Hope you got what I meant to say throughout the post. But if you have anything to ask, please write in comment. Thank you!

Excellent explanations

Hi,

Interesting article. I have some question which I faced during my work.

We have Ynd1 Power Transformer and we have a tripping of Biased Differential Protection during a downstream fault. It is an earth fault.

Our biased differential relay is an old static relay which has interposing CT (ICT) on both side. On the high side it is Star-Delta while the low side is Star-Star.

May I know for the zero sequence filtering to work, how should my ICT connection be? on the 33kV side from CT secondary (Star connection) until the Winding 1 (Star connection) of the Interposing CT, will the addition of a grounding (either on the CT star connection or ICT Winding 1 Star) defeat the zero sequence filtering?

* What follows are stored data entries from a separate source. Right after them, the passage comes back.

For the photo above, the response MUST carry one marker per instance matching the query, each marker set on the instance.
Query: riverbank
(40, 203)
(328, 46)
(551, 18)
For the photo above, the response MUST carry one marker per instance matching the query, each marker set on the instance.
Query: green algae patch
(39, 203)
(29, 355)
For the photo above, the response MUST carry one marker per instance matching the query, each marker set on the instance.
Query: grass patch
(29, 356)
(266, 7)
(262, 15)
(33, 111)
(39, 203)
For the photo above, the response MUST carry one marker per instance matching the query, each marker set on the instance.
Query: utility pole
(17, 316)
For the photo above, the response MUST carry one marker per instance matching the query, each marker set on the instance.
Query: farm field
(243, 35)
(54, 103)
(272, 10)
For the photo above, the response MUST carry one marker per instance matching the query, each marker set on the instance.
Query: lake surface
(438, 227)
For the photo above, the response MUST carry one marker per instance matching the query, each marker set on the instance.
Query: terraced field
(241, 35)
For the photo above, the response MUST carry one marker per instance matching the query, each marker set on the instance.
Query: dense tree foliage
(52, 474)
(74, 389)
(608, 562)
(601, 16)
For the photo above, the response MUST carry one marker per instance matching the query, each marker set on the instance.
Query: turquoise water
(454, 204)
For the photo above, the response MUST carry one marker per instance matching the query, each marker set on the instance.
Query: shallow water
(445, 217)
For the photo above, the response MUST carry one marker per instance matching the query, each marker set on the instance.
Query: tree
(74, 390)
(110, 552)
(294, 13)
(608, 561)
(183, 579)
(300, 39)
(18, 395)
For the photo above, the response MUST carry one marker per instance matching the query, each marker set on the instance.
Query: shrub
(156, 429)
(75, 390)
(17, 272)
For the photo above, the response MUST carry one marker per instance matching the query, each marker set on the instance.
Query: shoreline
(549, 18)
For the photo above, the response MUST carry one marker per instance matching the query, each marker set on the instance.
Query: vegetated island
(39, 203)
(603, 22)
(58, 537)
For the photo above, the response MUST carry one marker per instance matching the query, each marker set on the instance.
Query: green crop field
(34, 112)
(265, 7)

From the Winding 2 of ICT until the Biased Differential relay, should there be grounding also or no, in order for the zero sequence filtering to work?

Thanks in advance!

Awesome article Bro…. Thank you so much… I am an engineer working in 400kV substation.

Thank you Venkat! Please share if you really liked it.

During fault condition in Star side on transformer zero sequence current in delta side?? If yes,

Where from its come or hows generated in delta?

Well explained article.

Thank you!

Sir pls post some details regarding resistive reach phase and ground , compensation factor in distance protection

Definitely, these are awesome topics.